The workshop was organized to allow researchers from different disciplines to share their perspectives on how to use statistical methods to analyze massive streams of data, so as to stimulate cross-fertilization of ideas and further progress in this field. The meeting focused on situations in which researchers are faced with massive amounts of data arriving continually, making it necessary to perform very frequent analyses or reanalyses on the constantly arriving data. Often there is so much data that only a short time window’s worth may be economically stored, necessitating summarization strategies.

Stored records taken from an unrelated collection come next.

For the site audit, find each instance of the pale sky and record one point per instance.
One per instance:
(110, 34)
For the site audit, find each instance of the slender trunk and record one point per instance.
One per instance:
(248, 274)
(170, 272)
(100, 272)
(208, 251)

The overall goals of this CD report are to improve communication among various communities working on problems associated with massive data streams and to increase relevant activity within the statistical sciences community. Included in this report are the agenda of the workshop, the full and unedited text of the workshop presentations, and biographical sketches of the speakers. The presentations represent independent research efforts on the part of academia, the private sector, federally funded laboratories, and government agencies, and as such they provide a sampling rather than a comprehensive examination of the range of research and research challenges posed by massive data streams. In addition to these proceedings, a set of more rigorous, technical papers corresponding to the workshop presentations has also been published separately as a 2003 special issue of the Journal of Computational and Graphical Statistics.
This proceedings represents the viewpoints of its authors only and should not be taken as a consensus report of the Board on Mathematical Sciences and Their Applications or the National Research Council.